Can you explain what you mean by this?

ffreire · on Sept 12, 2024

You can see an example of the Chain of Thought in the post, it's quite extensive. Presumably they don't want to release this so that it is raw and unfiltered and can better monitor for cases of manipulation or deviation from training. What GP is also referring to is explicitly stated in the post: they also aren't release the CoT for competitive reasons, so that presumably competitors like Anthropic are unable to use the CoT to train their own frontier models.

gwd · on Sept 12, 2024

> Presumably they don't want to release this so that it is raw and unfiltered and can better monitor for cases of manipulation or deviation from training.

My take was:

1. A genuine, un-RLHF'd "chain of thought" might contain things that shouldn't be told to the user. E.g., it might at some point think to itself, "One way to make an explosive would be to mix $X and $Y" or "It seems like they might be able to poison the person".

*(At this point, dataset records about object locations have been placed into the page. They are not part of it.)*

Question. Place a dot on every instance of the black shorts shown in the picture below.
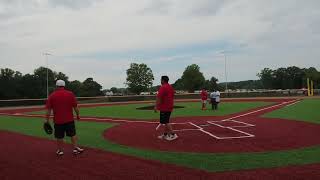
(61, 129)
(165, 117)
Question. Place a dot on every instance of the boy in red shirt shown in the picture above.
(62, 103)
(164, 103)
(204, 98)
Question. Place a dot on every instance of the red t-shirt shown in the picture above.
(204, 95)
(62, 103)
(166, 96)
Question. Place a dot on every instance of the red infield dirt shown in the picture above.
(25, 157)
(241, 132)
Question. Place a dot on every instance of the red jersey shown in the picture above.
(204, 95)
(62, 103)
(166, 96)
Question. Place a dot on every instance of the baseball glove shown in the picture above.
(47, 128)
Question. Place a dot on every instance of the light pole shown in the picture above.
(47, 64)
(225, 69)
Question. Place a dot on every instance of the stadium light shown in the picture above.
(47, 64)
(225, 69)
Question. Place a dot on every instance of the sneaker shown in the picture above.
(59, 153)
(171, 137)
(77, 150)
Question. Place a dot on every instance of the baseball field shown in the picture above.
(266, 138)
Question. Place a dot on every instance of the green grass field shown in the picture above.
(191, 109)
(308, 110)
(91, 136)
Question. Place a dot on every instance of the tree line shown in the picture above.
(288, 78)
(140, 78)
(15, 85)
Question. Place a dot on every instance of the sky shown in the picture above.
(100, 38)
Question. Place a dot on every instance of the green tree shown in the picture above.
(9, 80)
(211, 84)
(267, 78)
(75, 87)
(91, 88)
(139, 78)
(192, 79)
(178, 85)
(114, 90)
(40, 75)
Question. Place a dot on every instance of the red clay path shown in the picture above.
(25, 157)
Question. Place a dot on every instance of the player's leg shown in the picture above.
(59, 135)
(212, 103)
(163, 122)
(171, 135)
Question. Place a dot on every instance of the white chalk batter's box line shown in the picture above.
(215, 123)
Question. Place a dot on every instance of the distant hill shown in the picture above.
(248, 84)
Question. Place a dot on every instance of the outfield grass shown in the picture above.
(307, 110)
(90, 134)
(191, 109)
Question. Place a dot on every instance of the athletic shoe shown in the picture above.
(77, 150)
(59, 153)
(171, 137)
(161, 136)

2. They want the "Chain of Thought" as much as possible to reflect the actual reasoning that the model is using; in part so that they can understand what the model is actually thinking. They fear that if they RLHF the chain of thought, the model will self-censor in a way which undermines their ability to see what it's really thinking

3. So, they RLHF only the final output, not the CoT, letting the CoT be as frank within itself as any human; and post-filter the CoT for the user.

Y_Y · on Sept 12, 2024

RLHF is one thing, but now that the training is done it has no bearing on whether or not you can show the chain of thought to the user.

andrewla · on Sept 12, 2024

This is a transcription of a literal quote from the article:

> Therefore, after weighing multiple factors including user experience, competitive advantage, and the option to pursue the chain of thought monitoring, we have decided not to show the raw chains of thought to users

baq · on Sept 12, 2024

At least they're open about not being open. Very meta OpenAI.

tomduncalf · on Sept 12, 2024

I think they mean that you won’t be able to see the “thinking”/“reasoning” part of the model’s output, even though you pay for it. If you could see that, you might be able to infer better how these models reason and replicate it as a competitor

teaearlgraycold · on Sept 12, 2024

Including the chain of thought would provide competitors with training data.